Think I'm arguing its both things where the OS itself can optimize things for battery life along with instilling awareness and API support for it so developers can consider it too.

2 comments

On top of this, they started encouraging adoption of multithreading and polished up the APIs to make doing so easier even in the early days of OS X, since they were selling PPC G4/G5 towers with dual and eventually quad CPUs.

This meant that by the time they started pushing devs to pay attention to QoS and such, good Mac apps had already been thoroughly multithreaded for years, making it relatively easy to toss things onto lower priority queues.

> so developers can consider it too

Try writing Apple Watch software.

Everything is about battery life.

It's interesting how they still can't get into the same order of magnitude with Garmin then.
I suspect it’s because the processor is a lot heavier-duty.

Right now, it seems like overkill, but not sure what all the health and fitness stuff requires.

As an Apple Watch user for over 7 years, I find this focus on heavy app to be completely stupid.

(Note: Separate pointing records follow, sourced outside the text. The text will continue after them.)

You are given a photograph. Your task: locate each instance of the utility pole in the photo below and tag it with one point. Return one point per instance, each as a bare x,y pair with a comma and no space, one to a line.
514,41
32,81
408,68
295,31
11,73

The "smart" part of the watch is mostly useless, I've learned to use it the least possible. It is just rarely worth it to fiddle with such a restricted interface when you have the phone nearby the vast majority of the time.

The health stuff is really the killer app and they should have pivoted to low power high efficiency use case a long time ago. It doesn't make sense to charge the watch everyday for the little utility it provides.